One Western intelligence expert said the Turkish troop build-up has forced thousands of an estimated 10,000 guerrillas to flee to anti- Turkish countries such as Armenia and Greece, or to remote areas of Iran and northern Iraq. 'The guerrillas have got their backs to the wall,' he said.
Turkish experts believe new appeals for peace and talks by the Kurdish guerrilla leader, Abdullah Ocalan, reflect this weakness. Mr Ocalan told the newspaper Ozgur Gundem he was only fighting for more Kurdish rights, not for an independent state for the 12 million ethnic Kurds of Turkey or the 20 million Kurds of the Middle East.
The Turkish general staff apparently believes that Turgut Ozal, the late Turkish leader, made a serious mistake in sponsoring a March 1993 cease-fire, which saved the guerrillas from a planned offensive. Many officers believe that the local population must simply be made to fear the army more than they fear Mr Ocalan's guerrillas from the Kurdistan Workers' Party (PKK).
The President, Suleyman Demirel, has made ambiguous hints of constitutional compromise. The Social Democrats, the junior partner in the coalition government, are trying to link long-promised Kurdish liberalisation to economic reforms.
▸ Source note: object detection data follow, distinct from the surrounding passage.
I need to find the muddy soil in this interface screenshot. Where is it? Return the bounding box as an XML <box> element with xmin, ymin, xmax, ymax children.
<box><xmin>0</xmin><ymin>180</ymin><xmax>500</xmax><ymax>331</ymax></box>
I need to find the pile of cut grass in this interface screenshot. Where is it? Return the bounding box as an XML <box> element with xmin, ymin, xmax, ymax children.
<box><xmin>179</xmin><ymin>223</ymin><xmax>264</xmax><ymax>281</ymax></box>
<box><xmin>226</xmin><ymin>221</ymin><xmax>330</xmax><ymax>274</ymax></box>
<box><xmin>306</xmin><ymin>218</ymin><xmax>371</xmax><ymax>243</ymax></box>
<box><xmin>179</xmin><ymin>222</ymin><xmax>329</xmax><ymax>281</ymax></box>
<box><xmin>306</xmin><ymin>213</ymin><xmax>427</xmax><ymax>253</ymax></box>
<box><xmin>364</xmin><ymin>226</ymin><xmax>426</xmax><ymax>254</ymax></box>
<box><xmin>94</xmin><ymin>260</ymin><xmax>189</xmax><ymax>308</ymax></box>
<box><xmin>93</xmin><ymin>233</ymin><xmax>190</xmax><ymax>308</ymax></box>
But the position of the Prime Minister, Tansu Ciller, is weak, and she seems unable to think differently from the military.
Not everybody is hard line. Some influential Turks think it is time to move on from the blanket denial of the Kurdish identity, started by the country's founder, Kemal Ataturk, after the first modern Kurdish revolt in 1925.
'The whole military initiative has passed into military hands,' said Gungor Mengi, the chief commentator of the newspaper Sabah. 'To make this victory permanent we must accept the Kurdish identity. This is the only way to isolate terror from the people'. Amnesty International is concerned about the fate of Kurdish activists. It cited a case on 9 April of two men in the main Kurdish city of Diyarbakir, ordered to be released from police custody by a court. Instead they were found shot dead in a field four days later.
Western powers have soft-pedalled their criticism because of Turkey's parlous finances and a perceived role as a Western ally in a tough neighbourhood, threatened by Russian ambitions and Islamic fundamentalists. That may not last for ever. 'I find many of my Turkish friends extraordinarily complacent about human rights abuses', Michael Lake, the representative of the European Commission, said.